Each model has a limit on the number of tokens that can be used per request.

For Methods in the Chats Category, the available models have token limits as follows:

Name	Model	Token Limit
Grok 4	grok-4-0709	256,000
Grok 3	grok-3	131,072
Grok 3 Mini	grok-3-mini	131,072
Grok 3 Fast	grok-3-fast	131,072
Grok 3 Mini Fast	grok-3-mini-fast	131,072
Grok 2 Vision	grok-2-vision-1212	32,768

To automatically manage chat session tokens, methods in the Chats method category have 2 parameters you can use:

Trim Tokens?
Custom Token Limit

Trim Tokens?

Set this parameter to true to automatically trim chat sessions down to below the token limit for the model. If no model is found, a default token limit of 131,072 is used. When you trim a chat session, Cyclr trims the oldest message in the chat session first. This process repeats until the chat session is below the token limit, and then Cyclr sends the request with the trimmed chat session.

Note: The token total for a chat session is calculated by Cyclr calling the tokenizer for each new message sent, and capturing the response tokens for each response message from Grok.

Warning: If you enable Trim Tokens?, messages that Cyclr removes from chat sessions are permanently removed.

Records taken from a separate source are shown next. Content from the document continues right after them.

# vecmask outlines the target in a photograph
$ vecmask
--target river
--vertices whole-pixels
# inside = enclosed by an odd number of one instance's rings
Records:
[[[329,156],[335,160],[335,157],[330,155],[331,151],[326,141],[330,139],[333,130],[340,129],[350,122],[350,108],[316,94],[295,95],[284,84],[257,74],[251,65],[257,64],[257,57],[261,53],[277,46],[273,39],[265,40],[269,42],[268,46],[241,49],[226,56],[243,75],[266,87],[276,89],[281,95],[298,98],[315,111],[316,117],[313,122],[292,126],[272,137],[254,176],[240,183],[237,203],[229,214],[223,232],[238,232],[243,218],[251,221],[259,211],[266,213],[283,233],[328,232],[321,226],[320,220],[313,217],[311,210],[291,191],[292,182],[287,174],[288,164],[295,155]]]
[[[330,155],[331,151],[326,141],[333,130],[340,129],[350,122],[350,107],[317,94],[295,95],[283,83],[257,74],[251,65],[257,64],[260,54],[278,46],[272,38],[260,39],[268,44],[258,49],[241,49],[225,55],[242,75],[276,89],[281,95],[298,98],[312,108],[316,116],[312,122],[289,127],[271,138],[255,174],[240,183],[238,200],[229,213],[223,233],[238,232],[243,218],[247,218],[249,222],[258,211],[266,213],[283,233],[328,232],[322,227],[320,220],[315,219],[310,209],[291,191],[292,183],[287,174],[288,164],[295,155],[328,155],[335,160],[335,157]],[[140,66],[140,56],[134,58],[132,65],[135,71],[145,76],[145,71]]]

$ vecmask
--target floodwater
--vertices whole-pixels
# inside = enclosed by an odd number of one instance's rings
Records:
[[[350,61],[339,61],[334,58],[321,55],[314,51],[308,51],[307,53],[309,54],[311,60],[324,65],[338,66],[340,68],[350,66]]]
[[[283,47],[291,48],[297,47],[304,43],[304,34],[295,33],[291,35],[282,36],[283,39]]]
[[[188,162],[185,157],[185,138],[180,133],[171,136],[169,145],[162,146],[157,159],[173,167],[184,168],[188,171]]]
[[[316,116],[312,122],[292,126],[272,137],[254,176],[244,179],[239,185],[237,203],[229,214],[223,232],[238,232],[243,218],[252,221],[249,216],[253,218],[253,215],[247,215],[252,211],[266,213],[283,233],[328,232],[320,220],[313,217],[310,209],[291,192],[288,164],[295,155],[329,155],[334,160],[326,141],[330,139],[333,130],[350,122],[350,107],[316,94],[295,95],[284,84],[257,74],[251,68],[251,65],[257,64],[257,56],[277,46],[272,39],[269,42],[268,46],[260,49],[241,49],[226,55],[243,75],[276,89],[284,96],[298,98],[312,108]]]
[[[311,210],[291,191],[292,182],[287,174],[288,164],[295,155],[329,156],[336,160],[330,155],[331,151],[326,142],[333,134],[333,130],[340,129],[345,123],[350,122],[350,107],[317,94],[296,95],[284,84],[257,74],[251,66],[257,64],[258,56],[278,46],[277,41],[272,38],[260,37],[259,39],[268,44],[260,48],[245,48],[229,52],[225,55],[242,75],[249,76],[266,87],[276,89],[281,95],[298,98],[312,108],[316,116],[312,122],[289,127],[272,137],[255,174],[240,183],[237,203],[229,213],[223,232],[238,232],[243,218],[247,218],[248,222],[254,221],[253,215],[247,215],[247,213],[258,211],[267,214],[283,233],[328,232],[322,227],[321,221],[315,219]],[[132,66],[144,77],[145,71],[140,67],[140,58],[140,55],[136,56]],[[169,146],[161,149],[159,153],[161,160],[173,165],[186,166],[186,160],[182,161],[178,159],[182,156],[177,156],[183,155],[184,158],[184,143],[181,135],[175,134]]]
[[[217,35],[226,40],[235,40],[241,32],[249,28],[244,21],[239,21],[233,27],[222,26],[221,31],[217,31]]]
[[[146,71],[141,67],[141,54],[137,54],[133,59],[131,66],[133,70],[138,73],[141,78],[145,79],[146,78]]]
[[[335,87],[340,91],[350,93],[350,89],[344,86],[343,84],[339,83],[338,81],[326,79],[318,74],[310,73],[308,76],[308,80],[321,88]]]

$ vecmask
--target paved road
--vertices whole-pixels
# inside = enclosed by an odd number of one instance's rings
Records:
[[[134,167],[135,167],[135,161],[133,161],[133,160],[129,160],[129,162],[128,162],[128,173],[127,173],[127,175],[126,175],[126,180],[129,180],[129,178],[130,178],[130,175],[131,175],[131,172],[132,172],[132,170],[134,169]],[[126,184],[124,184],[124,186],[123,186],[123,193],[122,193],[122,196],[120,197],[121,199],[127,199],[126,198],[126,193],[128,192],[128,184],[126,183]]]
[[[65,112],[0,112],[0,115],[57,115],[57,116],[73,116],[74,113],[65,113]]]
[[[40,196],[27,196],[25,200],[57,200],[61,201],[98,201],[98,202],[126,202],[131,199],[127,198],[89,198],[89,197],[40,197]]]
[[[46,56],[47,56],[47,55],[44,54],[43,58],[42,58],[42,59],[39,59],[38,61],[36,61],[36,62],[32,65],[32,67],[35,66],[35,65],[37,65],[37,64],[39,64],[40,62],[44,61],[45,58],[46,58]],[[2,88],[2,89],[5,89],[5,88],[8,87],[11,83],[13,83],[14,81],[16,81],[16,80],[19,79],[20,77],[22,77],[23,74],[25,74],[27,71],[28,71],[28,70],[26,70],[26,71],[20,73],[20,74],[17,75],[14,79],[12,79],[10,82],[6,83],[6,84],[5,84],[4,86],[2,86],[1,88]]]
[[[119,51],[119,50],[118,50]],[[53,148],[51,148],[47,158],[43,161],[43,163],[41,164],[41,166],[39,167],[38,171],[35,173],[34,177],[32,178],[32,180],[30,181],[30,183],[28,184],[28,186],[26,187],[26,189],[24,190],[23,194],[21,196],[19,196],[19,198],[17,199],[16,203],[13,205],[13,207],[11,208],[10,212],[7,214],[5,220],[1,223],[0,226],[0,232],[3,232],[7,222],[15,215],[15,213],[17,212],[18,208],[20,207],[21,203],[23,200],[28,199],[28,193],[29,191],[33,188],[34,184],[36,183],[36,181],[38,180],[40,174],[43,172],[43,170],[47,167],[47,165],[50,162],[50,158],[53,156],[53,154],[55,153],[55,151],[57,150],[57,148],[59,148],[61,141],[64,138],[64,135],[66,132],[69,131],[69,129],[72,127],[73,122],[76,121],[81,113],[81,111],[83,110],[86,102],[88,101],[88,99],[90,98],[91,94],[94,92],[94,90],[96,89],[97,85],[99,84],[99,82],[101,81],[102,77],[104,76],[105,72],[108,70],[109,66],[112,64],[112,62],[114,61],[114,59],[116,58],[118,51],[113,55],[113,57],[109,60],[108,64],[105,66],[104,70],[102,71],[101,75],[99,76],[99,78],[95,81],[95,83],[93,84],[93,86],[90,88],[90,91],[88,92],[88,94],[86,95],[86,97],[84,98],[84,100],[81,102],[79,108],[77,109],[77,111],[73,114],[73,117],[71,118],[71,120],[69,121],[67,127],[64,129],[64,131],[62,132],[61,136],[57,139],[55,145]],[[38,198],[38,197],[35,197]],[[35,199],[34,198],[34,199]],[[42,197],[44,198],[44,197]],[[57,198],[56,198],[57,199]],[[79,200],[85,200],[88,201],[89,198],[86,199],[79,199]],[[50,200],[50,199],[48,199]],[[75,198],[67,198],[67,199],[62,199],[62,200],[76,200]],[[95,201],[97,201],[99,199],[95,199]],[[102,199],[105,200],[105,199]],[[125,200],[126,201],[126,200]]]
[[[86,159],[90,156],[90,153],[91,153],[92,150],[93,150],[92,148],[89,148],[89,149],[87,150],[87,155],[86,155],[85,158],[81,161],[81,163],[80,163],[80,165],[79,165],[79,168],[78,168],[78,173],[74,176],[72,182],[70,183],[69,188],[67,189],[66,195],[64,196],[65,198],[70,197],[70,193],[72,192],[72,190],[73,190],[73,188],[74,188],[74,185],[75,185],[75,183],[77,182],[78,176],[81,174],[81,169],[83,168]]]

Warning: The Trim Tokens? parameter should not be changed after you have created the chat session to ensure token calculations remain accurate.

Custom Token Limit

Set this parameter to force a custom token limit for Cyclr to trim a chat session down to. This overrides the limit for the model and the default token limit. There is a lower limit of 100 tokens for this value to make sure that at least one message can be sent in the request.